ANGSD / angsd

Program for analysing NGS data.
231 stars 51 forks source link

4D SFS segmentation fault #561

Open carolindahms opened 1 year ago

carolindahms commented 1 year ago

Hi, I am trying to generate folded SFS with realSFS for 4 populations from recently generated saf files in ANGSD: realSFS chagos_GL1.saf.idx ningaloo_GL1.saf.idx indo_GL1.saf.idx south_gbr_GL1.saf.idx -fold 1 -P 4 > 4D.sfs

but similarly as reported in issue #255 I'm getting segmentation fault errors (please see attached file). I did manage to obtain the 2 and 3 dimensional SFS with the same saf files, so I am wondering what could be the issue here? I am using the latest ANGSD version and memory should be sufficient.

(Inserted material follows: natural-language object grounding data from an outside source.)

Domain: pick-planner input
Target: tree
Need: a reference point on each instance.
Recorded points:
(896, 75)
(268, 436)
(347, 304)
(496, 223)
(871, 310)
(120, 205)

Thank you for any help! Carolin slurm-1052280.txt

nspope commented 1 year ago

Hi Carolin, can you try it without multithreading (remove the -P argument)?

Also I think this log is for the unfolded spectrum (because of fold: 0 in this line): -> args: tole:0.000000 nthreads:4 maxiter:100 nsites(block):0 start:(null) chr:(null) start:-1 stop:-1 fstout:(null) oldout:0 seed:-1 bootstrap:0 resample_chr:0 whichFst:0 fold:0 ref:(null) anc:(null) (or else something strange is going on)

Assuming that's the case, is it crapping out at the same place with -fold 1?

carolindahms commented 1 year ago

Cheers for getting back so quick!

Yes you're right, that was the log for the unfolded SFS as I tried both, with the same error however. Removing -P doesn't do it either, and running it with different populations to check for errors within saf files also doesn't help. Could you think of anything else worth trying?

Thanks!!

nspope commented 1 year ago

So to summarise it fails for 4 populations regardless of options and inputs? What's the version of angsd you're using?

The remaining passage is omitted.